The other two genes that were selected for validation of Metritis-positive vs. healthy groups were GPC3 (down-regulated in Metritic samples) and MRPL33 (up-regulated in Metritic samples), as presented in the transcriptome sequencing data. The MRPL33 has shown up-regulation in the Metritic sample in the qPCR validation experiment. Mitochondrial Ribosomal Protein L33 (MRPL33) is associated with mitochondrial protein synthesis, viral gene translation in infected cells, and organelle biogenesis [35]. In our validation study, the MRPL33 was found to be more expressed (Fold-change 1.18) in the PBMCs of metritis-positive samples. Perhaps, the bacterial infection has stimulated the expression of this gene. Finally, the GPC3has show almost the same level of expression in both groups (Fold-change 0.99). This gene encodes Glypican 3 protein that forms the membrane-associated protein core of cell surface heparansulfate proteoglycans. This protein is associated with apoptosis-induction, modulation of growth in mesodermal tissues, and interactions between IGF2 and its receptor [36]. Thus this gene can also be associated with inflammatory responses in the uterine cells. In a recent study on genome-wide association study for identifying the DEGs expressed in the endometrium of Holstein Cows, Stephen et al. identified GPC3 to be expressed poor-fertile cows (logFC=1.61, P=0.03) [37]. There is a difference in transcriptomics expression profile (revealed by NGS) and qPCR results of the selected 5 genes. This could be attributed to using new blood samples for qPCR. Research reports suggest that these genes are involved in the disease regulation pathways [38]. 

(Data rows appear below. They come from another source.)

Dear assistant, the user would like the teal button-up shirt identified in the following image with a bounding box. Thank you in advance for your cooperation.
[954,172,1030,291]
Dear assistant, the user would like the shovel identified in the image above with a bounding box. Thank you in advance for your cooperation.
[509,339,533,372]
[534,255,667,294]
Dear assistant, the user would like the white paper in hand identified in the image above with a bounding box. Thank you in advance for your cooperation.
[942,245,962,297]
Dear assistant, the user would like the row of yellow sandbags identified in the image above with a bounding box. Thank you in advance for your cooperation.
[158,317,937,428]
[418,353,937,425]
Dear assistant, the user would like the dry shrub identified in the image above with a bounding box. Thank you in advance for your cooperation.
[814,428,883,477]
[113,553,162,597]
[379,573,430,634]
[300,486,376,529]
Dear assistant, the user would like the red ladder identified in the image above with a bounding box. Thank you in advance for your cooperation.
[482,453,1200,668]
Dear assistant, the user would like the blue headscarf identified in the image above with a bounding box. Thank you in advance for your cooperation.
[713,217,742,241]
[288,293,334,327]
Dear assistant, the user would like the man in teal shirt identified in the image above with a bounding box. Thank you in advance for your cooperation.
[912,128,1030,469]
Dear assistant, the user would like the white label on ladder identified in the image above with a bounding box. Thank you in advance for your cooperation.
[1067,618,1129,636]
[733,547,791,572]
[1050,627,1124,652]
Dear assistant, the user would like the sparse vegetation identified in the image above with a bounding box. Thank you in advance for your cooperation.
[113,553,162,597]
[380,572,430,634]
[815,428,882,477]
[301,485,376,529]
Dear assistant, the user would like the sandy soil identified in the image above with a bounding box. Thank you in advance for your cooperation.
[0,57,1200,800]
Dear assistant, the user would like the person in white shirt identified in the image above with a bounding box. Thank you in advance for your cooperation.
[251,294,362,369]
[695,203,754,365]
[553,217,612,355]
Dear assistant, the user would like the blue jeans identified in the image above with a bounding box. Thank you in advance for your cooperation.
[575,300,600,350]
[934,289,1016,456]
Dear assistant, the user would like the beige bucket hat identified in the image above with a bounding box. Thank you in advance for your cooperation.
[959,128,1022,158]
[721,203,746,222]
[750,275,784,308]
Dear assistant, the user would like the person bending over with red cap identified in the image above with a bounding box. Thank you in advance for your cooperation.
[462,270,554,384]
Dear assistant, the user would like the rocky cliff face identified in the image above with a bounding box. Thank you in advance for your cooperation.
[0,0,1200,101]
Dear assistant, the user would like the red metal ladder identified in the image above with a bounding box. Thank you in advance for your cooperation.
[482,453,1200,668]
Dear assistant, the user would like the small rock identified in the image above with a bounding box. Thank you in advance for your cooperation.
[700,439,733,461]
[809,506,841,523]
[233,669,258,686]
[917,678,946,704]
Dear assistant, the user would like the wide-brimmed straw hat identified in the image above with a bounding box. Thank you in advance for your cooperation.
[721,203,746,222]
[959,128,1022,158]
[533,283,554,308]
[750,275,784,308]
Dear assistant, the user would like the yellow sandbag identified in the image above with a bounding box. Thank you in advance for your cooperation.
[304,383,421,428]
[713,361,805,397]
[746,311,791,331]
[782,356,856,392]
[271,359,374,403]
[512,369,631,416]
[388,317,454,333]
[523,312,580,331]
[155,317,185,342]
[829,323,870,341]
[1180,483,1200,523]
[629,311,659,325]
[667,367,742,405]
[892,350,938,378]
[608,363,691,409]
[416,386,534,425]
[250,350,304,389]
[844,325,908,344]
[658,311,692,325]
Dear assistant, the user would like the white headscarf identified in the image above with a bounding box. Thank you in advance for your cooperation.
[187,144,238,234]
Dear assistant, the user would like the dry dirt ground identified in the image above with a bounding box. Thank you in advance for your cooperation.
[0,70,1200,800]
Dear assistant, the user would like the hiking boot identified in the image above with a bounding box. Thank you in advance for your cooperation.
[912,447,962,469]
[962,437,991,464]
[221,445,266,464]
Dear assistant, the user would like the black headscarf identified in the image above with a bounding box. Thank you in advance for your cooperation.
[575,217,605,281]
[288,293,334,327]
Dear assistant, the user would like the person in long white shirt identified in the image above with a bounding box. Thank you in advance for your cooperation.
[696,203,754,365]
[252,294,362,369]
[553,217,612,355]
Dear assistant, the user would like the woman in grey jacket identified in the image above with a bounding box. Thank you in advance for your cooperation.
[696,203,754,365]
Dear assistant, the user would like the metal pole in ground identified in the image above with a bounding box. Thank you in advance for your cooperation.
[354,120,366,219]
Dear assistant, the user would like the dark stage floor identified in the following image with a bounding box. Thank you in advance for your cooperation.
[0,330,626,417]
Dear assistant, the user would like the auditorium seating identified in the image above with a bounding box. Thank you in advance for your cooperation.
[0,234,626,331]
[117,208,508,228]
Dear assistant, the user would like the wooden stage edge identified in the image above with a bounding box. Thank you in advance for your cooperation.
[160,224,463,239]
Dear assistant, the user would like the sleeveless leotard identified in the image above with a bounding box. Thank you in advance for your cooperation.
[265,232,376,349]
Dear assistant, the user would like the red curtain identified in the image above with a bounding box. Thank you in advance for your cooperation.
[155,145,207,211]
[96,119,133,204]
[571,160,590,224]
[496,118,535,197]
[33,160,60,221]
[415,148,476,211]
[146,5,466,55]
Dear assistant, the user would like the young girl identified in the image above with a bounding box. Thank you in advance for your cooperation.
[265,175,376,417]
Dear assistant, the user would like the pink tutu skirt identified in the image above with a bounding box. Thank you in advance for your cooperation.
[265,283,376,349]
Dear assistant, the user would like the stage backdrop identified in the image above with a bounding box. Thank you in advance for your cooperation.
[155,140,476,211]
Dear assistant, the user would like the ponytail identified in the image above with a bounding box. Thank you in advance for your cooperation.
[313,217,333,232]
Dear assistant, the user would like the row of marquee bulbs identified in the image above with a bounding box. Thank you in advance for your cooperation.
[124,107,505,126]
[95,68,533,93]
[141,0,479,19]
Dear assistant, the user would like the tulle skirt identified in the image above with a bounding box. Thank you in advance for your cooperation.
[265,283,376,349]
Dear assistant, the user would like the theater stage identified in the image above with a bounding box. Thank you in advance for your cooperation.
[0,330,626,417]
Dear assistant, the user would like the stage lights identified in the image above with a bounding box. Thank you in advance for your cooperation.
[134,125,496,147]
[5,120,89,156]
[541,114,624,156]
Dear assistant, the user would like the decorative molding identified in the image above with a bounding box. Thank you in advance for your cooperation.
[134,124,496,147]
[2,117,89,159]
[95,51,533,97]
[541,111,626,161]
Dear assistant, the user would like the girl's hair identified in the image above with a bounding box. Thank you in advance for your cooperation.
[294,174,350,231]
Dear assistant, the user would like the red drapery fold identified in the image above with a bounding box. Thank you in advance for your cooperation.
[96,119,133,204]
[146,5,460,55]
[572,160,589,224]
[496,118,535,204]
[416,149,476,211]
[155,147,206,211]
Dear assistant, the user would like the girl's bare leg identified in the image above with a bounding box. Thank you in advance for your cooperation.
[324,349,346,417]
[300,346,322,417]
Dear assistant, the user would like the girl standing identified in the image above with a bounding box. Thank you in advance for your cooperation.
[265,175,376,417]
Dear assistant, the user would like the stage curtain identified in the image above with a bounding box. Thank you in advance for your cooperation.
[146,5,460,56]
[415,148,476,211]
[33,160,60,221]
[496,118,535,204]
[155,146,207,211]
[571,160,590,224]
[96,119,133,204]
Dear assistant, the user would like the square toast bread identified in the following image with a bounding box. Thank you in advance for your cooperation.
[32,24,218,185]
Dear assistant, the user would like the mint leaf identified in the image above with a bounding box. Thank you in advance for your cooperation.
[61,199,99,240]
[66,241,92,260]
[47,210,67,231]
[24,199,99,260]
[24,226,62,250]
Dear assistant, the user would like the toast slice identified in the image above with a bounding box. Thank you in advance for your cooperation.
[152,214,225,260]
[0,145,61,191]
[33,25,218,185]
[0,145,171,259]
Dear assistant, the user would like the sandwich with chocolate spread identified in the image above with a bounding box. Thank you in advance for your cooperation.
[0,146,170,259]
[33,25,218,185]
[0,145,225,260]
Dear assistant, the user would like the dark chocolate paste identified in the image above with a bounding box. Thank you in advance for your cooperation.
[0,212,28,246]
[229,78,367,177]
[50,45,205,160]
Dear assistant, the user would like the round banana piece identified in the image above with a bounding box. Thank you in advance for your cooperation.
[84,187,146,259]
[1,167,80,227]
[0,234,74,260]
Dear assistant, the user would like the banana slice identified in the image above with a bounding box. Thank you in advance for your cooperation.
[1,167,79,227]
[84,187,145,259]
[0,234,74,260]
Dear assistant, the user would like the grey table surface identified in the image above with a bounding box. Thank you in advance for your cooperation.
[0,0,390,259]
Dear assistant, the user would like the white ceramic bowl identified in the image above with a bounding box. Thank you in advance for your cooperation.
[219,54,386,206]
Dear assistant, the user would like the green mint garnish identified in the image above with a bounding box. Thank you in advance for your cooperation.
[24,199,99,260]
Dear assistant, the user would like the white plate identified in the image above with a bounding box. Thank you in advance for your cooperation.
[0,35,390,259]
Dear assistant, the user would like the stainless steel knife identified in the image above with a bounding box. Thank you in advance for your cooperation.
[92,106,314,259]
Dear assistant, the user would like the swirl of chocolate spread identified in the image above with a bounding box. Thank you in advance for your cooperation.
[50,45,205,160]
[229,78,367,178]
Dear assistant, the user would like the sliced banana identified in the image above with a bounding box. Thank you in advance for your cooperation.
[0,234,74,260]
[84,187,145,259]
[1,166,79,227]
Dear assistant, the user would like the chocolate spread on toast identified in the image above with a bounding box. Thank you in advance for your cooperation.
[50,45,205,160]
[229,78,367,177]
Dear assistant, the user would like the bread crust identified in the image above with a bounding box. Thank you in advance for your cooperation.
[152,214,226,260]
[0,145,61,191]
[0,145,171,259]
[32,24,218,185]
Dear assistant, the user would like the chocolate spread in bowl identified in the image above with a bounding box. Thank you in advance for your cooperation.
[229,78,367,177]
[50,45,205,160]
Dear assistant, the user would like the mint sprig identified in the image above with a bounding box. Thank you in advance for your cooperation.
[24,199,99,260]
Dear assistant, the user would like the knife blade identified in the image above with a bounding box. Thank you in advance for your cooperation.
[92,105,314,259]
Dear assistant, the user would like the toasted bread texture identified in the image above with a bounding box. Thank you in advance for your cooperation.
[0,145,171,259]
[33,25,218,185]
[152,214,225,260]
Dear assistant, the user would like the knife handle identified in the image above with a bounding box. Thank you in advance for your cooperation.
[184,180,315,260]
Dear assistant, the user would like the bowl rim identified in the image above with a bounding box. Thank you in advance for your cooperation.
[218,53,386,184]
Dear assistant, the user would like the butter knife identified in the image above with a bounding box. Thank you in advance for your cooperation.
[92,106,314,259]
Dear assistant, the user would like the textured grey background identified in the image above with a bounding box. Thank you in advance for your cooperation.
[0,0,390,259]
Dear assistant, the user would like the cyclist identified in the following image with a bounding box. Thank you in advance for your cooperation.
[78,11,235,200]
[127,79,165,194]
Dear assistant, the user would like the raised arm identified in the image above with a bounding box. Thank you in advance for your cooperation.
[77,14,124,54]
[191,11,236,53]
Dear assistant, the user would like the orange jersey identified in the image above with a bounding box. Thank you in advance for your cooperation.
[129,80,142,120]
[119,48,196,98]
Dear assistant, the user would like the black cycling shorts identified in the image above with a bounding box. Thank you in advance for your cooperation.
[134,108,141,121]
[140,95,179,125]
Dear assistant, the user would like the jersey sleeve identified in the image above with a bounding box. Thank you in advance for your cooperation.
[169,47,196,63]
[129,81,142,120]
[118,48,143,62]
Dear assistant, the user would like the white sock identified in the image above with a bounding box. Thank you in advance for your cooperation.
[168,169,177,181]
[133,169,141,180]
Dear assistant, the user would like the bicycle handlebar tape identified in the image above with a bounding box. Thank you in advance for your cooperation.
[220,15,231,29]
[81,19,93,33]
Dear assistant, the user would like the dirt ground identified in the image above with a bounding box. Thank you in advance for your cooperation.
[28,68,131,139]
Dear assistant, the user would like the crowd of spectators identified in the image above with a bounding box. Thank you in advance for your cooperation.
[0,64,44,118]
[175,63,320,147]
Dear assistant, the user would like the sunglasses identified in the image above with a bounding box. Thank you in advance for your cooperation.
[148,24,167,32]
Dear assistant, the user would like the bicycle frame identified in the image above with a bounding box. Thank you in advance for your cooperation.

Gene ontology and functional classification
Gene ontology (GO) for biological processes, molecular functions, cellular component, pathway, and protein class of differentially and uniquely expressed genes in the comparison of diseased vs. healthy sample groups was studied using DAVID, Pather D Band String DB. During a comparison between the tuberculosis-positive and the metritis-positive animals with the healthy group, in total, 1055 and 1004 protein-coding DEGs were identified, respectively, for functional annotations using DAVID. The Ensembl Gene Ids were uploaded and 896(for TB vs. Healthy) and 821(Metritis vs. Healthy) genes from Bostaurus species were selected for further analysis. 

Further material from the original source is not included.